SESSION III

Howard BESSER Networking Multimedia Databases

What do we have to consider in building and distributing databases of visual materials in a multi-user environment? This presentation examines a variety of concerns that need to be addressed before a multimedia database can be set up in a networked environment.

In the past it has not been feasible to implement databases of visual materials in shared-user environments because of technological barriers. Each of the two basic models for multi-user multimedia databases has posed its own problem. The analog multimedia storage model (represented by Project Athena's parallel analog and digital networks) has required an incredibly complex (and expensive) infrastructure. The economies of scale that make multi-user setups cheaper per user served do not operate in an environment that requires a computer workstation, videodisc player, and two display devices for each user.

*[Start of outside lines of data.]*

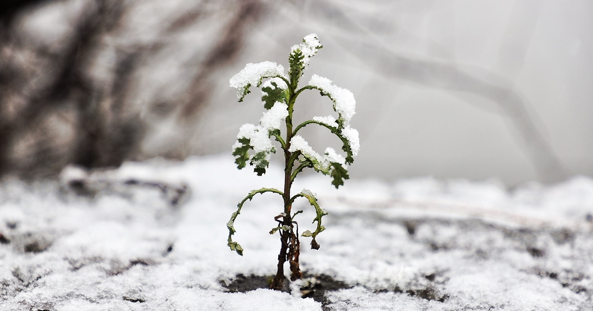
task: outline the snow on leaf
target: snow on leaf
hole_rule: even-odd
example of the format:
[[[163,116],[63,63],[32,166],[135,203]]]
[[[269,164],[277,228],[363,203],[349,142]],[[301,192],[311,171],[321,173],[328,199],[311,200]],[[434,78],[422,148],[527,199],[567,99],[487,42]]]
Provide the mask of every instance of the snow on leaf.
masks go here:
[[[325,158],[315,152],[313,148],[309,146],[309,143],[301,136],[295,135],[291,139],[291,146],[288,148],[288,151],[291,152],[301,152],[303,156],[311,162],[313,168],[316,171],[321,171],[326,175],[329,174],[329,171],[327,170],[329,162],[326,160]]]
[[[288,63],[290,64],[288,76],[293,87],[296,86],[303,70],[309,66],[309,59],[322,47],[323,46],[319,42],[317,35],[314,33],[303,38],[302,43],[295,44],[291,48],[291,53],[288,56]]]
[[[352,150],[352,155],[356,156],[361,149],[361,142],[358,138],[358,131],[352,129],[349,125],[342,129],[342,134],[348,140],[348,146]]]
[[[340,164],[339,163],[331,162],[331,165],[333,168],[331,169],[331,172],[330,173],[330,176],[333,178],[331,181],[331,184],[336,186],[337,189],[338,187],[344,185],[344,180],[350,178],[348,176],[348,172],[344,168],[344,166]]]
[[[331,80],[313,75],[309,80],[309,86],[319,90],[322,95],[327,96],[334,102],[334,110],[340,114],[340,120],[346,124],[350,122],[355,111],[356,101],[352,92],[331,84]]]
[[[245,65],[238,73],[229,80],[231,86],[237,89],[237,97],[239,101],[250,92],[249,88],[253,85],[259,86],[262,80],[266,78],[283,77],[284,67],[272,62],[249,63]]]
[[[327,117],[313,117],[313,121],[316,121],[323,123],[324,124],[328,125],[331,127],[337,128],[338,124],[337,122],[336,121],[336,118],[333,116],[328,116]]]
[[[260,126],[268,131],[280,129],[282,123],[288,116],[288,106],[280,101],[276,101],[273,107],[264,113],[260,119]]]
[[[319,244],[317,243],[317,241],[315,241],[315,238],[317,236],[320,232],[324,230],[326,227],[321,225],[321,218],[327,214],[327,212],[324,210],[323,209],[320,207],[319,204],[317,203],[317,199],[315,197],[315,195],[313,195],[313,193],[307,189],[303,189],[303,191],[299,193],[299,196],[304,197],[309,200],[309,203],[315,208],[315,213],[316,216],[313,219],[313,223],[317,222],[317,227],[315,229],[315,231],[311,232],[308,230],[305,231],[301,235],[302,236],[311,236],[313,238],[311,241],[311,249],[318,249]],[[308,235],[310,233],[310,236]]]
[[[262,84],[262,101],[264,102],[264,108],[270,109],[277,101],[285,102],[284,90],[286,88],[286,83],[278,78],[270,79]]]

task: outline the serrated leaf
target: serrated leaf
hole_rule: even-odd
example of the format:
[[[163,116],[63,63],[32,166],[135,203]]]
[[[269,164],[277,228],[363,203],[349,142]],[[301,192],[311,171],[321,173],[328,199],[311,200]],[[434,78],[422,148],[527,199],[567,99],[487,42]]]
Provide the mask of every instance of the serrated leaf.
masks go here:
[[[241,256],[243,255],[243,248],[241,247],[238,243],[232,242],[228,243],[228,246],[231,248],[231,251],[235,251],[237,254]]]
[[[330,165],[333,168],[331,172],[330,173],[330,176],[333,178],[333,180],[331,181],[331,184],[337,189],[337,187],[344,184],[345,179],[350,178],[350,176],[348,176],[348,171],[344,168],[342,164],[331,162]]]
[[[288,56],[288,63],[291,67],[288,70],[288,76],[290,78],[291,84],[293,88],[296,87],[298,85],[298,81],[301,79],[301,76],[302,75],[302,70],[305,68],[303,63],[304,59],[305,56],[302,54],[300,49],[294,50]]]
[[[263,194],[267,192],[277,193],[282,195],[283,198],[284,197],[283,193],[273,188],[262,188],[257,190],[253,190],[249,193],[249,194],[247,194],[247,196],[245,197],[245,198],[244,198],[243,200],[239,203],[239,204],[237,204],[237,211],[234,211],[232,214],[231,215],[231,219],[227,223],[227,227],[228,228],[228,243],[227,243],[227,245],[228,245],[228,246],[231,248],[231,251],[236,251],[237,254],[241,256],[243,255],[243,248],[241,248],[241,245],[240,245],[237,242],[233,242],[232,241],[232,235],[237,232],[237,230],[235,230],[235,227],[234,226],[235,220],[237,219],[237,217],[241,214],[241,209],[243,208],[243,204],[245,204],[245,202],[246,202],[248,200],[251,201],[251,199],[253,198],[253,197],[258,193]]]
[[[272,149],[272,153],[275,153],[276,150]],[[264,151],[258,152],[251,158],[251,161],[249,163],[254,166],[253,171],[257,173],[257,176],[262,176],[266,174],[266,169],[270,165],[270,162],[266,159],[267,153]]]
[[[284,90],[279,88],[276,82],[271,82],[275,88],[270,86],[262,88],[262,91],[266,93],[262,97],[262,100],[264,102],[263,107],[266,109],[272,109],[277,101],[284,101]]]
[[[311,241],[311,249],[319,249],[319,243],[317,243],[317,241],[315,241],[315,238]]]
[[[251,149],[251,146],[250,145],[251,140],[248,138],[240,138],[238,142],[243,145],[235,148],[232,151],[232,155],[235,157],[235,163],[237,164],[237,168],[241,169],[247,165],[247,161],[249,159],[249,149]]]

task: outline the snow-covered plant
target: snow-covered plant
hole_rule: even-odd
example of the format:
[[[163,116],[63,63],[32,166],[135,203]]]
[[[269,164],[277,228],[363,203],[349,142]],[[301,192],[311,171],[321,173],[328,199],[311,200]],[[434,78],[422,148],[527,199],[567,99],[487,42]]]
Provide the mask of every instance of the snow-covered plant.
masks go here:
[[[279,233],[281,242],[278,272],[270,285],[271,288],[276,290],[282,288],[283,284],[286,261],[289,263],[291,280],[294,281],[302,277],[299,268],[298,224],[295,221],[295,216],[302,211],[292,212],[291,208],[295,200],[305,198],[315,209],[317,216],[313,223],[317,222],[315,230],[313,232],[307,230],[301,234],[301,236],[312,238],[312,249],[319,249],[315,238],[325,229],[321,225],[321,218],[327,213],[320,207],[313,193],[304,189],[291,196],[291,187],[295,178],[304,169],[313,168],[331,176],[331,184],[337,188],[344,184],[344,179],[348,179],[346,168],[354,161],[353,157],[358,153],[359,148],[358,132],[350,127],[350,120],[355,114],[356,105],[352,93],[334,85],[329,79],[317,75],[313,75],[307,85],[300,88],[298,86],[299,80],[303,71],[308,66],[310,59],[321,47],[317,35],[311,34],[303,39],[302,43],[291,48],[288,57],[290,68],[288,75],[284,73],[284,68],[276,63],[250,63],[229,81],[231,86],[237,88],[240,102],[250,92],[250,87],[260,88],[262,100],[266,110],[259,124],[246,124],[239,130],[237,142],[232,146],[232,155],[235,157],[237,167],[242,169],[248,162],[258,175],[264,174],[269,164],[270,155],[276,152],[272,138],[279,143],[284,153],[283,191],[271,188],[253,190],[237,205],[237,211],[232,213],[231,220],[227,224],[229,230],[228,246],[231,250],[242,255],[243,249],[232,241],[232,235],[235,232],[234,223],[241,213],[243,204],[258,193],[270,192],[282,195],[284,200],[284,210],[274,218],[278,226],[270,231],[270,234]],[[298,95],[307,89],[317,89],[321,95],[329,97],[333,102],[334,110],[338,114],[337,119],[333,116],[314,117],[294,127],[292,113],[295,102]],[[307,141],[298,134],[299,130],[311,124],[323,126],[337,136],[343,143],[342,149],[346,156],[339,154],[331,148],[327,148],[323,155],[314,150]],[[250,153],[250,150],[252,152]]]

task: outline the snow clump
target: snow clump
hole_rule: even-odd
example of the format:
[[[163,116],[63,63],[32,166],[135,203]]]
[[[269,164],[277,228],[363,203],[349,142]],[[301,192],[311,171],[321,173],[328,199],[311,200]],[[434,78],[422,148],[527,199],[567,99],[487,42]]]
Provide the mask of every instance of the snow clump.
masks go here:
[[[249,63],[238,73],[232,76],[229,84],[237,89],[237,96],[240,101],[248,92],[249,86],[259,85],[263,78],[278,76],[284,76],[284,67],[281,65],[267,60]]]
[[[326,148],[325,153],[325,158],[329,162],[331,163],[339,163],[342,164],[342,166],[346,164],[346,158],[342,156],[342,155],[336,152],[336,150],[331,147]]]
[[[350,122],[356,113],[356,101],[354,95],[350,91],[331,84],[331,80],[327,78],[313,75],[309,80],[309,85],[319,89],[324,95],[327,95],[334,102],[334,110],[340,114],[340,118],[345,123]]]
[[[272,84],[272,82],[275,83],[276,85],[278,85],[278,88],[280,89],[286,89],[286,88],[288,87],[286,86],[286,82],[284,82],[284,80],[282,80],[279,78],[276,77],[276,78],[272,78],[272,79],[267,80],[266,82],[262,83],[262,88],[263,89],[263,88],[267,87],[267,88],[270,88],[272,89],[275,89],[276,88],[276,86],[275,86],[274,85]],[[262,95],[267,95],[267,93],[266,93],[266,92],[264,92],[263,91],[262,91]]]
[[[288,116],[288,106],[279,101],[276,102],[271,109],[264,113],[260,119],[260,126],[268,131],[279,130],[280,126]]]
[[[302,43],[295,44],[291,48],[291,53],[294,53],[297,50],[300,50],[302,53],[302,68],[306,69],[309,66],[309,59],[317,53],[317,51],[321,48],[321,44],[319,42],[319,39],[315,34],[311,34],[306,36],[302,39]]]
[[[348,140],[348,145],[350,145],[350,148],[352,149],[352,155],[356,156],[356,155],[358,154],[358,150],[361,149],[361,142],[358,138],[358,131],[355,129],[352,129],[349,125],[347,125],[342,129],[342,134]]]
[[[317,169],[326,171],[329,166],[329,162],[319,153],[317,153],[309,146],[309,143],[305,140],[300,135],[295,135],[291,139],[291,146],[288,151],[296,152],[300,151],[302,155],[313,162],[313,165]]]
[[[313,121],[323,123],[324,124],[335,129],[337,128],[337,122],[336,121],[336,118],[334,118],[333,116],[328,116],[327,117],[314,117]]]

The digital multimedia storage model has required vast amounts of storage space (as much as one gigabyte per thirty still images). In the past the cost of such a large amount of storage space made this model a prohibitive choice as well. But plunging storage costs are finally making this second alternative viable.

If storage no longer poses such an impediment, what do we need to consider in building digitally stored multi-user databases of visual materials? This presentation will examine the networking and telecommunication constraints that must be overcome before such databases can become commonplace and useful to a large number of people.

The key problem is the vast size of multimedia documents, and how this affects not only storage but telecommunications transmission time. Anything slower than T-1 speed is impractical for files of 1 megabyte or larger (which is likely to be small for a multimedia document). For instance, even on a 56 Kb line it would take three minutes to transfer a 1-megabyte file. And these figures assume ideal circumstances, and do not take into consideration other users contending for network bandwidth, disk access time, or the time needed for remote display. Current common telephone transmission rates would be completely impractical; few users would be willing to wait the hour necessary to transmit a single image at 2400 baud.

This necessitates compression, which itself raises a number of other issues. In order to decrease file sizes significantly, we must employ lossy compression algorithms. But how much quality can we afford to lose? To date there has been only one significant study done of image-quality needs for a particular user group, and this study did not look at loss resulting from compression. Only after identifying image-quality needs can we begin to address storage and network bandwidth needs.

Experience with X-Windows-based applications (such as Imagequery, the University of California at Berkeley image database) demonstrates the utility of a client-server topology, but also points to the limitation of current software for a distributed environment. For example, applications like Imagequery can incorporate compression, but current X implementations do not permit decompression at the end user's workstation. Such decompression at the host computer alleviates storage capacity problems while doing nothing to address problems of telecommunications bandwidth.

We need to examine the effects on network through-put of moving multimedia documents around on a network. We need to examine various topologies that will help us avoid bottlenecks around servers and gateways. Experience with applications such as these raise still broader questions. How closely is the multimedia document tied to the software for viewing it? Can it be accessed and viewed from other applications? Experience with the MARC format (and more recently with the Z39.50 protocols) shows how useful it can be to store documents in a form in which they can be accessed by a variety of application software.